---
title: Knuckledragger Solvers for Terence Tao's Equational Reasoning Challenge
date: 2024-09-26
---

Terence Tao has put forward an interesting equational reasoning challenge.

- https://mathstodon.xyz/@tao/110736805384878353
- https://terrytao.wordpress.com/2024/09/25/a-pilot-project-in-universal-algebra-to-explore-new-ways-to-collaborate-and-use-machine-assistance/
- https://mathoverflow.net/questions/450890/is-there-an-identity-between-the-commutative-identity-and-the-constant-identity/450905#450905
- https://github.com/teorth/equational_theories

It is reminiscent of a famous success story of automated theorem proving, proving the robbins algebras are boolean https://www.cs.unm.edu/~mccune/papers/robbins/ a previously unsolved conjecture which was shown by Bill McCune's EQP solver in 1996. 
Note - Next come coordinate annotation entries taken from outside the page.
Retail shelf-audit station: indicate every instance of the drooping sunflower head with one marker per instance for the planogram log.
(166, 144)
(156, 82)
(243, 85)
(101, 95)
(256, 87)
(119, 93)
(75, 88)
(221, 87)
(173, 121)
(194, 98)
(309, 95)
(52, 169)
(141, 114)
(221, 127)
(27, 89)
It seems likely to me that Tao's individual problems are easier than this one. Int addition, solvers are a lot more powerful now. However, I also think the Robbins problem required expert tweaking of the solver.

I've been fiddling with building a semi-automated proof assistant in python called Knuckledragger.  https://github.com/philzook58/knuckledragger 

Knuckledragger is structured around Z3, but recently I've been bolting in all the automated solvers I can get my hands on. 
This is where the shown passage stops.